Satu dari sekian banyak kata di dunia ini, yang harus mengembalikan dan mendukung manusia untuk menuju kehidupan yang sejahtera adalah dengan kita harus berbagi terhadap sesama, hal itu mungkin tidak sulit untuk terucap namun sulit untuk dilakukan. Banyak manusia yang merasa dirinya kurang padahal ada yang lebih kurang dari dirinya. Ada yang hidupnya sangat berkecukupan namun tidak rela untuk berbagi sebab ia takut akan kekurangan.

Berbagi akan menghantar kita pada seribu kebaikan, yang  kita akan merasa bahagia yang belum kita rasakan sebeleumnya. Ada rasa syukur yang kita sering lupakan yang akan pasti kita belum pernah rasakan,  berbagi bukan berbicara tentang kita berkurang atau tidak, namun berbagi membawa kita pada kebaikan dan membuat dunia semakin maju. Kita berjalan berirama dengan manusia yang lain di dunia ini, untuk segala sesuatunya menjadi lebih baik.

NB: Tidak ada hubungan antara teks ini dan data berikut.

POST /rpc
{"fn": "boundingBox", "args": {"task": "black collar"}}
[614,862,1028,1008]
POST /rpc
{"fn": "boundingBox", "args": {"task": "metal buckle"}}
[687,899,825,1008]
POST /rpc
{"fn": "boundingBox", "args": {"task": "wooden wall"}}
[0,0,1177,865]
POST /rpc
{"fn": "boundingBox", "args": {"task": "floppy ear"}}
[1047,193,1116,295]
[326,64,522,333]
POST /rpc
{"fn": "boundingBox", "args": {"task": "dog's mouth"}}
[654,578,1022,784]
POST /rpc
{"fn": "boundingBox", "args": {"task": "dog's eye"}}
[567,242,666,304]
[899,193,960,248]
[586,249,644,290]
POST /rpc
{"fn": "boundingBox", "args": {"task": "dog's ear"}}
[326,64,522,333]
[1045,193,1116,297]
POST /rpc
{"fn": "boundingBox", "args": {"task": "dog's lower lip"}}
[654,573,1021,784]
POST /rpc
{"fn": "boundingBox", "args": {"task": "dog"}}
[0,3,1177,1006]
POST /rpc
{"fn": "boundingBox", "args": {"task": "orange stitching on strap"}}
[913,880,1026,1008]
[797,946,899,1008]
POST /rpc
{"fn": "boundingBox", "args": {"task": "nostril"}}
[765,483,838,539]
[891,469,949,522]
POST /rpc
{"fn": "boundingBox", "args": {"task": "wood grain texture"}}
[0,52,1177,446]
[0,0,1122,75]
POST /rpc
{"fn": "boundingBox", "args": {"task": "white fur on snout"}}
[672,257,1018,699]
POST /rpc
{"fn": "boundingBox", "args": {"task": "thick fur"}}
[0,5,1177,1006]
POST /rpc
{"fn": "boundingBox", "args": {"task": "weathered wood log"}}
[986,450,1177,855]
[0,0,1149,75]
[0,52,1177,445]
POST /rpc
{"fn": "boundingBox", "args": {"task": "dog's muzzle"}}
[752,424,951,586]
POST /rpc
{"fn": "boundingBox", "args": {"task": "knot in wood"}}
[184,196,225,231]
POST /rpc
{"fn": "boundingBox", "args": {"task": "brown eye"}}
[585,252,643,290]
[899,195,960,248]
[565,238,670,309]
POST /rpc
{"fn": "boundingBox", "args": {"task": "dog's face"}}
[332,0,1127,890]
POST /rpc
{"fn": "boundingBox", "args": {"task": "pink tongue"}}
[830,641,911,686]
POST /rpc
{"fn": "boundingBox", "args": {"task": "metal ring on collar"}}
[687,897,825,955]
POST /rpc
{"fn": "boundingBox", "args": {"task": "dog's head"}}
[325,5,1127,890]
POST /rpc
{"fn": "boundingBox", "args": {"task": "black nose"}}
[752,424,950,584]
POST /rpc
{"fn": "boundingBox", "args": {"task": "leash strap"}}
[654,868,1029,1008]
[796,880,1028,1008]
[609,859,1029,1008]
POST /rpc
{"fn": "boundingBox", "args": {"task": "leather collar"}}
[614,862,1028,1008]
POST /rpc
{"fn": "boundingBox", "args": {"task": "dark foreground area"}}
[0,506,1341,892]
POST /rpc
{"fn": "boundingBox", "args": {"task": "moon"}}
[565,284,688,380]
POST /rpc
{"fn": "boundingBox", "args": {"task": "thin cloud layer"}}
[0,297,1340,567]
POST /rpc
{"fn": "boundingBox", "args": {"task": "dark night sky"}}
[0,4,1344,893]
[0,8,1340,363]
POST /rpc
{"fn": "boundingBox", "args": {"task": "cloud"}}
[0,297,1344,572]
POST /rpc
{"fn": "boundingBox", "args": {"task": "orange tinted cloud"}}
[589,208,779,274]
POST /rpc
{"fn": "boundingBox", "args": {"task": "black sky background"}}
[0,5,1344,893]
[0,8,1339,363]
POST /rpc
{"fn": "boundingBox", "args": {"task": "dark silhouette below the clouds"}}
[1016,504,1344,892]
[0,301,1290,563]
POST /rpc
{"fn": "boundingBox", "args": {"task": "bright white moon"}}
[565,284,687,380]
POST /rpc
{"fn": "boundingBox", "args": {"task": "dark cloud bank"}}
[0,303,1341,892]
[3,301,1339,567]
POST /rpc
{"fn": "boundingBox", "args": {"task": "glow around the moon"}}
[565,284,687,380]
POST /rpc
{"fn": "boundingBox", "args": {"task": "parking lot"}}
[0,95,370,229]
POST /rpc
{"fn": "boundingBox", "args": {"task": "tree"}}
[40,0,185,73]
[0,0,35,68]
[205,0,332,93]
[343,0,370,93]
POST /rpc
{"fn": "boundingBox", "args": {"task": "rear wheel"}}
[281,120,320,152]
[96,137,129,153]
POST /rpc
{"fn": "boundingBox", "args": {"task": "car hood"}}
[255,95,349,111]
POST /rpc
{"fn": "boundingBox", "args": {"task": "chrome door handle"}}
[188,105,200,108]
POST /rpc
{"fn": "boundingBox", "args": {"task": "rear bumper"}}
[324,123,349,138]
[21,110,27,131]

Lupa akan darimana kita berasal membuat kita terlena dengan kita hari ini dan apa yang kita telah capai, ketika manusia itu berada di posisi yang paling tinggi di muka bumi ini, rasa enggan terus bermuncul di dalam hatinya untuk menolak berbagi karna kekurangan akan menghamipiri padahal ia lupa akan dari mana dulu sebelum posisi itu diraih. Semua manusia pernah mengalami posisi dimanapun. Kalaupun yang dibawah tak pernah diatas dia harus berusaha lebih banyak dari biasanya, kalaupun yang diatas tak pernah dibawah dia konsisten terhadap berbagi dan bersyukur.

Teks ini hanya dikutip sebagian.